Self-defense tips: You are not qualified to be her therapist. You shouldn’t waste your time advising her to get on the right track. You can limit your interactions by politely apologizing or cutting off the conversation — but don’t get too involved in her self-pity.
Type 2: The Narcissist
Everything is about this vampire. He is self-centered, self-important, and hungry for attention and admiration. He can be charming and intelligent, but his guru status may be threatened.
Self-defense tips: Be grateful for his positive qualities but be realistic about your expectations. He will not be influenced by your anger or demands. His motto is “me first.” You can appeal to his self-interest by showing him how your request will benefit his life.
Type 3: The Human Rollercoaster
The vampire might treat you as her best friend and confidante, and then launch an angry attack against you in afternoon. She is often aggressive and makes everyone around her walk on eggshells. She will blame her bad mood or hormonal imbalance. All of us have been there. Emotions can get the best out of us at times. This person is a constant excuser for bad behavior and doesn’t seem to be able to learn from it.
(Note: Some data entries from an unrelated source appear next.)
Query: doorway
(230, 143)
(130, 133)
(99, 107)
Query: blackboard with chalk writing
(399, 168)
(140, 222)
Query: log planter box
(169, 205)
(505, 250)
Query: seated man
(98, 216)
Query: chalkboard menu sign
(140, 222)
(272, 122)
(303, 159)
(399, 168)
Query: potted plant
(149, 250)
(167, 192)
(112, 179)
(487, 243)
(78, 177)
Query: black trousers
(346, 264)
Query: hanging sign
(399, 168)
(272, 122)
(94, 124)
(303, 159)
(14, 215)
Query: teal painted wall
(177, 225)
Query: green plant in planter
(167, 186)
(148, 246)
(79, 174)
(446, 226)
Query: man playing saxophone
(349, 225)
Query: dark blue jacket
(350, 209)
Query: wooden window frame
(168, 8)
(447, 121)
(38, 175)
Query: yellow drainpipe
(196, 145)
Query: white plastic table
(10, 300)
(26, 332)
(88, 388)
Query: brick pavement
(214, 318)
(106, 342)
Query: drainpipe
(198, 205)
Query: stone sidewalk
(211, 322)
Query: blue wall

Self-defense tips: She is unpredictable and volatile. It’s important to set boundaries and be solution-oriented in dealing with her. Refrain from confronting her and refuse to be divided. Avoid eye contact when she rages at you. When you are being emotionally attacked, it is helpful to imagine a protective shield around your face.
Type 4: The Control Freak
The vampire is opinionated about everything and believes he knows best. He also has a strict sense of right and wrong and must be the alpha male. They are often louder and more aggressive than others and love to converse about sensitive topics and share their opinions on controversial issues. They are difficult to ignore and will often become hostile when confronted with opposing views.
Self-defense tips: Do not be intimidated or wooed. Be confident and don’t be afraid to speak up. Avoid getting caught up in the minutiae. If you allow yourself to be a control freak, you will soon tire of it. Just assert your needs and then accept disagreements.
Type #5: The Criticizer
The vampire is perfectly entitled to judge and make you feel inferior, shameful, and ashamed. They can appear kind and helpful while giving you backhanded compliments while making fun of your shortcomings. They can appear like a friend, but be careful. They will take your emotions and build you up, while also breaking you down.
Self-defense tips: Instead, you should address her misplaced criticism directly. Do not be defensive. Instead, express gratitude for the parts she has said that are useful. Send her love and kindness. She needs it.